Lifelong learning is a complex process that links many aspects of the individual. Thus, although movement seems not to be connected with learning beyond childhood, there is much evidence proving the importance of integrating movement in adult education.
Here we’ll introduce two different currents regarding movement that might be useful within the context of adult education: Laban movement analysis and Dance Movement Therapy.
Rudolf Laban was an Austrian dancer, teacher, theorist, and choreographer (1879-1958), who published in 1928 a practical method for recording all forms of human motion, known afterwards as Labanotation. The analysis of forms in movement, was a nonpersonal, scientific system designed to apply to all human motion.
The movement can be deconstructed in four categories: body, effort, shape and space. Within the body category, we find some sub categories, such as conduction, connection, movement sequences, and developmental movement patterns. Effort is categorized in 4 polarities: sudden/sustained movement, heavy/light, direct/flexible movement, and controlled/free movement.
Shape is described through shape forms, modes of shape change, shape qualities and shape flow support.
Last of all, space speaks about connection with the physical surrounding, as well as with spatial patterns, pathways, and lines of spatial tension. By using this perspective, working with movement rises to a higher level of variety, through deconstruction of the possibilities of movement.

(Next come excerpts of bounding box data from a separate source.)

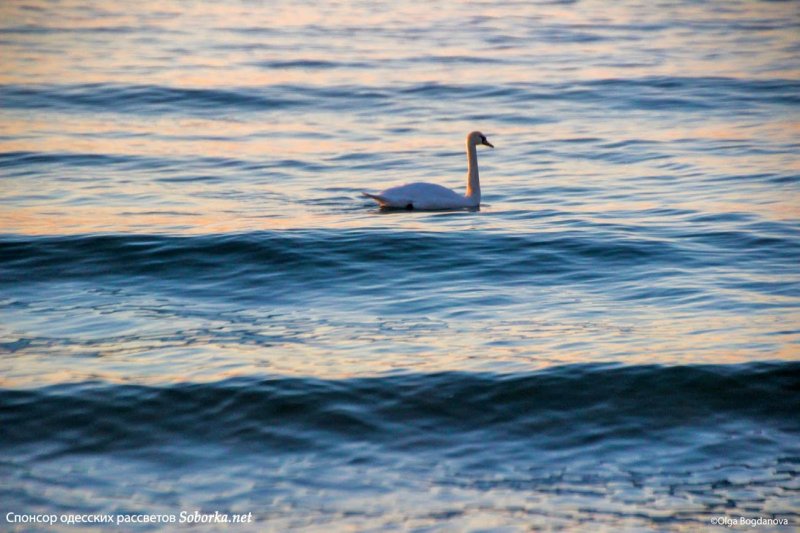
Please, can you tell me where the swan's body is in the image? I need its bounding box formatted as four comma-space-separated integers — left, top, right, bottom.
364, 131, 494, 210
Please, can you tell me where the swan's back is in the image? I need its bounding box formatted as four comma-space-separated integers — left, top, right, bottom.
371, 182, 469, 209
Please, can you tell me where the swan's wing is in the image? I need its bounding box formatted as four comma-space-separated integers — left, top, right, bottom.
361, 192, 389, 206
364, 182, 466, 209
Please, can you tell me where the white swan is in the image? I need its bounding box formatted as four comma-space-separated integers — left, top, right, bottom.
363, 131, 494, 210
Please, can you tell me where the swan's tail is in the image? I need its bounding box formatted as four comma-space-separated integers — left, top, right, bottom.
361, 192, 389, 206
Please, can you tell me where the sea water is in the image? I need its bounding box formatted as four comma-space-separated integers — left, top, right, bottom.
0, 0, 800, 531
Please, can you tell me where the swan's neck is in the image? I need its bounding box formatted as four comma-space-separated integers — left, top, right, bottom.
467, 141, 481, 203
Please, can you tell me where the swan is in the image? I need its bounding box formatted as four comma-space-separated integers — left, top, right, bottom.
363, 131, 494, 210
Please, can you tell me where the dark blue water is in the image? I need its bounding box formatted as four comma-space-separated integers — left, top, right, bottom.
0, 1, 800, 531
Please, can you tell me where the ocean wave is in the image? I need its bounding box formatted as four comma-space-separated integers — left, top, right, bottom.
0, 75, 800, 114
0, 362, 800, 453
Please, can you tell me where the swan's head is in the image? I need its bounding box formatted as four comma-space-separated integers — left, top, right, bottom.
467, 131, 494, 148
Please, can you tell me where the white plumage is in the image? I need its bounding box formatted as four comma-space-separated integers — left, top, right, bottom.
364, 131, 494, 210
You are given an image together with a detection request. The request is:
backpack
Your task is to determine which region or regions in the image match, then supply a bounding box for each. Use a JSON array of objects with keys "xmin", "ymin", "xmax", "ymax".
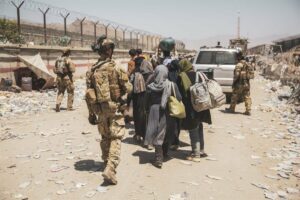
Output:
[
  {"xmin": 54, "ymin": 56, "xmax": 68, "ymax": 75},
  {"xmin": 204, "ymin": 74, "xmax": 226, "ymax": 108},
  {"xmin": 190, "ymin": 72, "xmax": 212, "ymax": 112},
  {"xmin": 133, "ymin": 72, "xmax": 146, "ymax": 94},
  {"xmin": 240, "ymin": 61, "xmax": 254, "ymax": 80}
]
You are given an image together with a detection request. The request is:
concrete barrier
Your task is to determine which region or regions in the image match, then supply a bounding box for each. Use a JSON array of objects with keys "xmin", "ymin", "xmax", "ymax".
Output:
[{"xmin": 0, "ymin": 45, "xmax": 154, "ymax": 83}]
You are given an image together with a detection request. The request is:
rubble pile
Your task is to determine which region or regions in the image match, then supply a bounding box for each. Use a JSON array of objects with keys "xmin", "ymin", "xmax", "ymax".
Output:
[{"xmin": 0, "ymin": 79, "xmax": 86, "ymax": 118}]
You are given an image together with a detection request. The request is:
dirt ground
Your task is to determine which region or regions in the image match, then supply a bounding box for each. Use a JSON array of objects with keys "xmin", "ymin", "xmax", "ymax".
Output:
[{"xmin": 0, "ymin": 76, "xmax": 300, "ymax": 200}]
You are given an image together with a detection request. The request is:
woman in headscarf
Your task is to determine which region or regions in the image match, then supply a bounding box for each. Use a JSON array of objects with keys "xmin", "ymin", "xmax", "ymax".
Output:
[
  {"xmin": 177, "ymin": 59, "xmax": 212, "ymax": 162},
  {"xmin": 167, "ymin": 59, "xmax": 180, "ymax": 150},
  {"xmin": 132, "ymin": 49, "xmax": 153, "ymax": 143},
  {"xmin": 145, "ymin": 65, "xmax": 181, "ymax": 168}
]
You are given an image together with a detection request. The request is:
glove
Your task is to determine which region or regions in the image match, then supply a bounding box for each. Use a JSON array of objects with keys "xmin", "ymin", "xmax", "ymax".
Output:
[{"xmin": 89, "ymin": 114, "xmax": 98, "ymax": 125}]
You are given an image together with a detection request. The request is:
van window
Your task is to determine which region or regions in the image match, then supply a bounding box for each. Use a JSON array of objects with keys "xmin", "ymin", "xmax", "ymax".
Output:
[
  {"xmin": 215, "ymin": 51, "xmax": 236, "ymax": 65},
  {"xmin": 196, "ymin": 51, "xmax": 237, "ymax": 65},
  {"xmin": 196, "ymin": 51, "xmax": 214, "ymax": 64}
]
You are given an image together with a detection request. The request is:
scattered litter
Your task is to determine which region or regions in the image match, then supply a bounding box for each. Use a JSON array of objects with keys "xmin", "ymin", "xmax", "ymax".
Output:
[
  {"xmin": 265, "ymin": 192, "xmax": 278, "ymax": 200},
  {"xmin": 56, "ymin": 190, "xmax": 67, "ymax": 195},
  {"xmin": 286, "ymin": 188, "xmax": 299, "ymax": 194},
  {"xmin": 205, "ymin": 157, "xmax": 218, "ymax": 161},
  {"xmin": 81, "ymin": 131, "xmax": 92, "ymax": 135},
  {"xmin": 51, "ymin": 165, "xmax": 69, "ymax": 172},
  {"xmin": 7, "ymin": 164, "xmax": 17, "ymax": 168},
  {"xmin": 19, "ymin": 181, "xmax": 31, "ymax": 189},
  {"xmin": 278, "ymin": 172, "xmax": 290, "ymax": 179},
  {"xmin": 206, "ymin": 175, "xmax": 222, "ymax": 180},
  {"xmin": 232, "ymin": 135, "xmax": 245, "ymax": 140},
  {"xmin": 14, "ymin": 194, "xmax": 28, "ymax": 200},
  {"xmin": 16, "ymin": 154, "xmax": 30, "ymax": 158},
  {"xmin": 32, "ymin": 154, "xmax": 41, "ymax": 159},
  {"xmin": 34, "ymin": 181, "xmax": 42, "ymax": 185},
  {"xmin": 96, "ymin": 185, "xmax": 107, "ymax": 193},
  {"xmin": 76, "ymin": 183, "xmax": 86, "ymax": 189},
  {"xmin": 38, "ymin": 149, "xmax": 51, "ymax": 153},
  {"xmin": 277, "ymin": 190, "xmax": 288, "ymax": 198},
  {"xmin": 180, "ymin": 160, "xmax": 192, "ymax": 165},
  {"xmin": 181, "ymin": 181, "xmax": 199, "ymax": 186},
  {"xmin": 85, "ymin": 191, "xmax": 96, "ymax": 198},
  {"xmin": 55, "ymin": 180, "xmax": 65, "ymax": 185},
  {"xmin": 251, "ymin": 155, "xmax": 260, "ymax": 159},
  {"xmin": 66, "ymin": 156, "xmax": 75, "ymax": 160},
  {"xmin": 251, "ymin": 183, "xmax": 270, "ymax": 190},
  {"xmin": 265, "ymin": 174, "xmax": 280, "ymax": 180},
  {"xmin": 169, "ymin": 192, "xmax": 188, "ymax": 200},
  {"xmin": 47, "ymin": 158, "xmax": 59, "ymax": 161}
]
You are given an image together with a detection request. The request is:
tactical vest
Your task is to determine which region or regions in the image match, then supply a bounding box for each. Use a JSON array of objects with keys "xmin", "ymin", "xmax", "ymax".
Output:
[
  {"xmin": 87, "ymin": 60, "xmax": 121, "ymax": 103},
  {"xmin": 54, "ymin": 56, "xmax": 68, "ymax": 75},
  {"xmin": 238, "ymin": 61, "xmax": 254, "ymax": 83}
]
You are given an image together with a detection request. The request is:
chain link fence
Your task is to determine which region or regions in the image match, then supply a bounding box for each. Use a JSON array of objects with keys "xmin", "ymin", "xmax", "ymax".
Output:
[{"xmin": 0, "ymin": 0, "xmax": 185, "ymax": 50}]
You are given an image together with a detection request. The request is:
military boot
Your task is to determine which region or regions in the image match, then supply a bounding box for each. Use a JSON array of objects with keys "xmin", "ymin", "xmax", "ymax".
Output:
[
  {"xmin": 55, "ymin": 104, "xmax": 60, "ymax": 112},
  {"xmin": 225, "ymin": 105, "xmax": 235, "ymax": 113},
  {"xmin": 152, "ymin": 146, "xmax": 164, "ymax": 169},
  {"xmin": 244, "ymin": 110, "xmax": 251, "ymax": 116},
  {"xmin": 102, "ymin": 165, "xmax": 118, "ymax": 185}
]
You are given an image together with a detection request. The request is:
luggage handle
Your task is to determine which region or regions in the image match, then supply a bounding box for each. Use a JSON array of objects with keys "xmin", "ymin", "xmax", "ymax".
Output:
[
  {"xmin": 171, "ymin": 82, "xmax": 177, "ymax": 99},
  {"xmin": 196, "ymin": 71, "xmax": 208, "ymax": 83}
]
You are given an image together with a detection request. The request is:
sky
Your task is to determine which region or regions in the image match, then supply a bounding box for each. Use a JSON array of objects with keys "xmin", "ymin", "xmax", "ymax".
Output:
[{"xmin": 0, "ymin": 0, "xmax": 300, "ymax": 49}]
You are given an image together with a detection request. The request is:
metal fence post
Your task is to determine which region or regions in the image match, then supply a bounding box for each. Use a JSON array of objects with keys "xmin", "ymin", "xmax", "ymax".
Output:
[
  {"xmin": 11, "ymin": 1, "xmax": 24, "ymax": 35},
  {"xmin": 136, "ymin": 32, "xmax": 140, "ymax": 49},
  {"xmin": 60, "ymin": 13, "xmax": 70, "ymax": 36},
  {"xmin": 78, "ymin": 17, "xmax": 85, "ymax": 47},
  {"xmin": 113, "ymin": 26, "xmax": 119, "ymax": 47},
  {"xmin": 130, "ymin": 31, "xmax": 133, "ymax": 48},
  {"xmin": 104, "ymin": 24, "xmax": 110, "ymax": 38},
  {"xmin": 94, "ymin": 21, "xmax": 99, "ymax": 43},
  {"xmin": 39, "ymin": 8, "xmax": 50, "ymax": 45},
  {"xmin": 122, "ymin": 28, "xmax": 127, "ymax": 49}
]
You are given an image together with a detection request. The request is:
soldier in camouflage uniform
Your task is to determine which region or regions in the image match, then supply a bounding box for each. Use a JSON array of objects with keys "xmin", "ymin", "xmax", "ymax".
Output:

The second, truly convenient, resource is Dance Movement Therapy is defined by the American Dance Therapy Association (ADTA) as the psychotherapeutic use of movement to promote emotional, social, cognitive, and physical integration of the individual, for the purpose of improving health and well-being.
The profile of users of DMT involves all ages and contemplates a wide range of mental and physical abilities, both individually and in groups. Since “movement doesn’t lie” DMT has shown its benefits towards facilitating the embodiment and identification of problems, anxiety release, and integrating body, mind, and spirit.
Specifically, DMT has a particular benefit on trauma healing, regarding both physical and emotional impact.
In the project Ham’Avaaz, music and movement walk hand in hand so as to promote the psychological well being of the participants, women with a complicated life story, dealing sometimes with trauma. The use of folk songs, together with an innovative approach to language learning, aims to improve the personal, emotional and social skills of those participants.